I only recently started kegging. Why have my bottled beers (75+ batches) tended to be much clearer than my kegged beers (2 batches)?
Does this suggest that my pick-up tubes should be shortened? In his recent Zymurgy article on lagers, Dan Gordon suggested they should be 2 inches higher than the bottom of the keg. Do most of you follow this advice; I know mine are closer to the bottom than that.
Alternatively, maybe I just got unlucky with my first two kegged beers, or maybe there is something else to think about? These were Kolsch and Alt yeasts, which I believe are notorious for low floc and clarity issues. Is that the answer to my question? Shorter settling distance in bottles than in kegs? Maybe, but these kegged beers have been in the kegs since early November.

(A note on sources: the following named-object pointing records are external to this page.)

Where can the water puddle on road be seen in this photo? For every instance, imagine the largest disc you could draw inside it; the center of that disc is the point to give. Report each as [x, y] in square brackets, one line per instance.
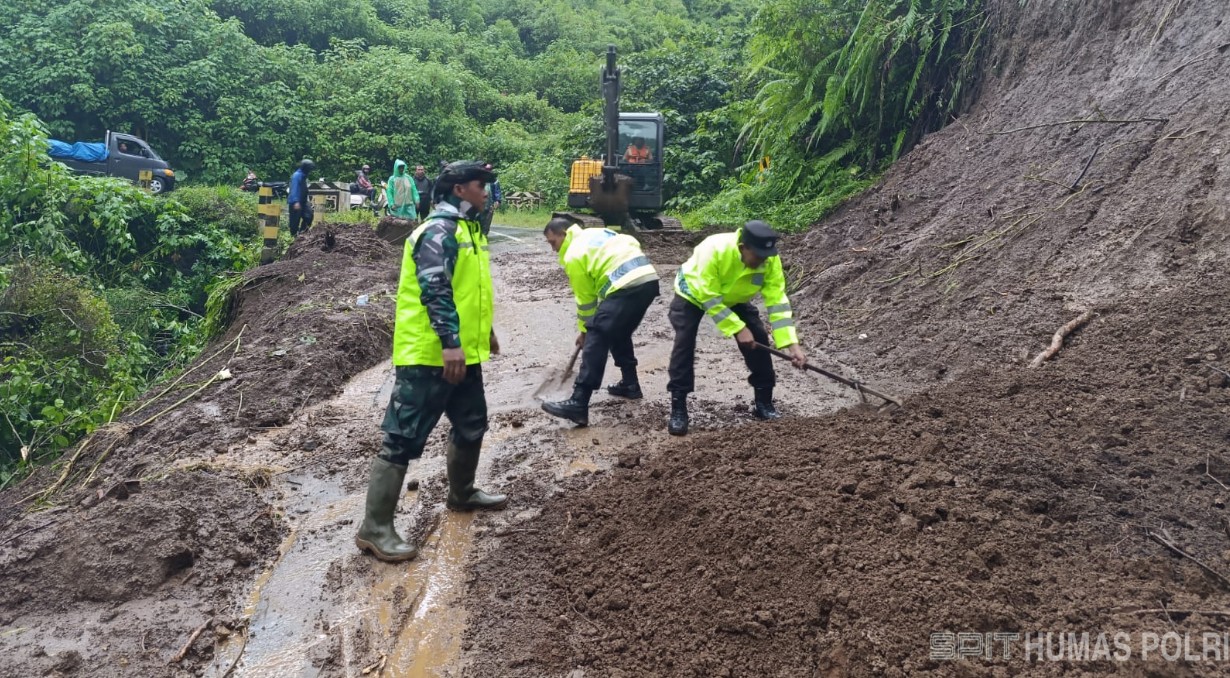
[429, 641]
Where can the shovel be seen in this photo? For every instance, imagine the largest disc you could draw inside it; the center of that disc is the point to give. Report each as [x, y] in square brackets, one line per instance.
[555, 380]
[864, 389]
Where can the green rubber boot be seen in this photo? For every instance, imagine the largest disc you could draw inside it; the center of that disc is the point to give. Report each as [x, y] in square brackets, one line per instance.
[463, 495]
[376, 534]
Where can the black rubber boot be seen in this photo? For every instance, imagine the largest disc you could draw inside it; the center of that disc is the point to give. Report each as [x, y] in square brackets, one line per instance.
[463, 495]
[627, 386]
[576, 409]
[678, 425]
[763, 407]
[376, 533]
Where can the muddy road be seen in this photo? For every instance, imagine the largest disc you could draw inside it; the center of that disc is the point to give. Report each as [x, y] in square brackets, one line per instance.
[288, 594]
[325, 609]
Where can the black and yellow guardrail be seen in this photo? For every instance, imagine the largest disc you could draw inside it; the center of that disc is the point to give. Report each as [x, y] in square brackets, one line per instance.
[269, 218]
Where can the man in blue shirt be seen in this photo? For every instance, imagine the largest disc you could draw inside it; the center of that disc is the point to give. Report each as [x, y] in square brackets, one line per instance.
[495, 196]
[300, 207]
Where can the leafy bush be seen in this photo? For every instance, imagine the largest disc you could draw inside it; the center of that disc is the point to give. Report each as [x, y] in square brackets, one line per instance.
[103, 288]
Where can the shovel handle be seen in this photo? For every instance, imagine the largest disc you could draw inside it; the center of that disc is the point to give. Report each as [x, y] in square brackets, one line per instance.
[853, 383]
[572, 361]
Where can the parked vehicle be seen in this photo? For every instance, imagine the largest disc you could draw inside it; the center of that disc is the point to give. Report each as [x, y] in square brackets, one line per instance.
[118, 155]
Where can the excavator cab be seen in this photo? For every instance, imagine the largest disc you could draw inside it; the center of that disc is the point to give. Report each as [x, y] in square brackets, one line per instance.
[624, 187]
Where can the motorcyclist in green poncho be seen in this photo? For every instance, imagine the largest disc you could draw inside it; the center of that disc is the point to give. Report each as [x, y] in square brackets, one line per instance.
[402, 197]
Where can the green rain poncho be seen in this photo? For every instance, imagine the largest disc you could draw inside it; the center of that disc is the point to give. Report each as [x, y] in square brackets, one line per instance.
[401, 192]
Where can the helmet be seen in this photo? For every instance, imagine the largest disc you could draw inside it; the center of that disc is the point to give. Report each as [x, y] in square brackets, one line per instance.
[460, 172]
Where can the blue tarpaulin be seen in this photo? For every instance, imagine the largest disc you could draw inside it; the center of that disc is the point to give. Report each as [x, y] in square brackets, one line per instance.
[83, 151]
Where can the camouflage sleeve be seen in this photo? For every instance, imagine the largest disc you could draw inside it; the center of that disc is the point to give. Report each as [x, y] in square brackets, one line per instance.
[436, 256]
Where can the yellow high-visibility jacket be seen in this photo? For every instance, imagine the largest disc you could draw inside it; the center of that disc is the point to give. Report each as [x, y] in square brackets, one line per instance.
[715, 279]
[600, 262]
[445, 298]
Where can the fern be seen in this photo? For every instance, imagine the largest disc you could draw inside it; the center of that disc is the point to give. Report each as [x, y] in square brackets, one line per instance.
[844, 87]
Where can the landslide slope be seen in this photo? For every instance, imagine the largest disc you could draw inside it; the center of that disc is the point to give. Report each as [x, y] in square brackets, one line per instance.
[1001, 498]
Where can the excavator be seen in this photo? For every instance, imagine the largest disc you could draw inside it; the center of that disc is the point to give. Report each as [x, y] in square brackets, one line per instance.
[624, 188]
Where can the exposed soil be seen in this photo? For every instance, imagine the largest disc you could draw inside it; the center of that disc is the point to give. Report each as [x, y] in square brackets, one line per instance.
[160, 528]
[1009, 501]
[1000, 497]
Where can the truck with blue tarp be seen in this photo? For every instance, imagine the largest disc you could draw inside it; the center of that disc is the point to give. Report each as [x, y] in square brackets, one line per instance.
[118, 155]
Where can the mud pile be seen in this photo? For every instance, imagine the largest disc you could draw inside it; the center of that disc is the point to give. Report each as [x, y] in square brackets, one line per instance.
[153, 524]
[1001, 498]
[1010, 501]
[1010, 220]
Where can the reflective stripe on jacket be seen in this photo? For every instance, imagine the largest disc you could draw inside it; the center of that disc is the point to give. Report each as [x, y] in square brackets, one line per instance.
[600, 262]
[450, 299]
[715, 279]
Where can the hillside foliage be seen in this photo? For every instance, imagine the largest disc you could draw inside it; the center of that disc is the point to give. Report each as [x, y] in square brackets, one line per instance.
[776, 110]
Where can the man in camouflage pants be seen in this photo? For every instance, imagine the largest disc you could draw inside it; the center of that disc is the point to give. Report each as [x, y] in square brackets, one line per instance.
[443, 335]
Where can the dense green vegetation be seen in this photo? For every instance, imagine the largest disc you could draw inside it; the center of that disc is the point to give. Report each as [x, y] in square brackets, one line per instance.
[103, 284]
[102, 287]
[830, 90]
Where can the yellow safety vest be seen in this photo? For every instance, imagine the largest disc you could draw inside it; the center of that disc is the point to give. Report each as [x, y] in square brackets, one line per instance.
[413, 341]
[715, 279]
[600, 262]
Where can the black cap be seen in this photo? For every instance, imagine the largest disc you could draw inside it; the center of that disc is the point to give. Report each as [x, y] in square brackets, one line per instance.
[460, 172]
[760, 238]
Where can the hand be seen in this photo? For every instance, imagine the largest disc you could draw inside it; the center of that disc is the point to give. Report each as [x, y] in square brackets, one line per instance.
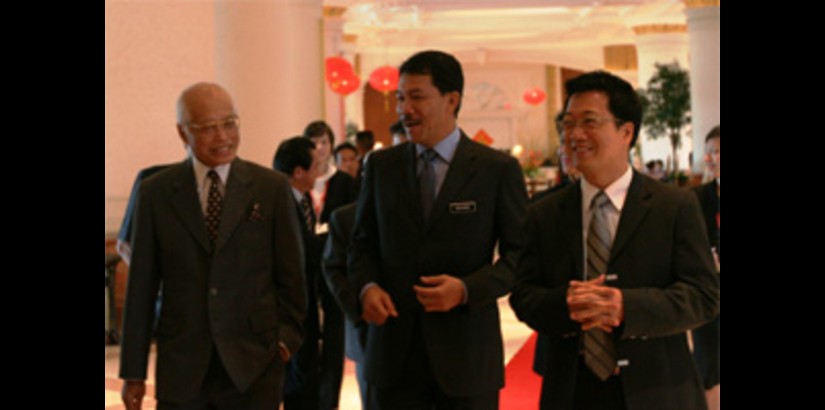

My kegged beers start out relatively cloudy due to the sediment on the bottom of the keg, but clear up nicely after a few pints. Usually they get clearer and clearer with every pint, up to a point. I haven’t noticed much of a difference between those later pints and bottled beer.
It is important not to move the keg around otherwise you will be stirring up the sediment.
I think the biggest thing is that when you bottle condition you wait till the yeast is done and settled, the beer is clear and then pour off the top of the beer, carefully and you get clear beer in the glass. With a keg you are drawing off the bottom where all the yeast is living.
as tygo says if you keep it cool and still for a while and then draw a couple pints that will be cloudy it will clear up
the reason I think is a combo of where you are drawing the beer from and the settling distance as you said. Don’t shorted your dip tube though unless you are okay with leaving 1/2 gallon or so of beer at the bottom of your keg.
Stokes law say about 0.13 meters a day for an average sized yeast particle, smaller ones take longer. A bottle will clear faster than a keg, less height for the yeast to drop out. Phenols from hops will also drop given time.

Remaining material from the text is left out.